I have seen external sorts that were quicker than internal sorts before. With my abbreviated key patch, under certain circumstances external sorts are faster, while presumably the same thing is true of int4 attribute sorts today. Actually, I saw a 10MB work_mem setting that was marginally faster than a multi-gigabyte one that fit the entire sort in memory. It probably has something to do with caching effects dominating over the expense of more comparisons, since higher work_mem settings that still resulted in an external sort were slower than the 10MB setting.
I was surprised by this too, but it has been independently reported by Jeff Janes.
I don't recall (at the moment) seeing our external sort actually faster than quick-sort, but I've very reliably seen external sorts get faster with less memory than with more. It is almost certainly a CPU caching issue. Very large simple binary heaps are horrible on the CPU cache. And for sort-by-reference values, quick sort is also pretty bad.

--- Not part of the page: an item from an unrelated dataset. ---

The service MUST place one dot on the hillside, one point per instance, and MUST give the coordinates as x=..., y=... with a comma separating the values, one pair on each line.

With a slow enough data bus between the CPU and main memory, I don't doubt that a 'tapesort' with small work_mem could actually be faster than quicksort with large work_mem. But I don't recall seeing it myself. But I'd be surprised that a tapesort as currently implemented would be faster than a quicksort if the tapesort is using just one byte less memory than the quicksort is.
But to Jeff Davis's question, yes, tapesort is not very sensitive to work_mem, and to the extent it is sensitive it is in the other direction of more memory being bad. Once work_mem is so small that it takes multiple passes over the data to do the merge, then small memory would really be a problem. But on modern hardware you have to get pretty absurd settings before that happens.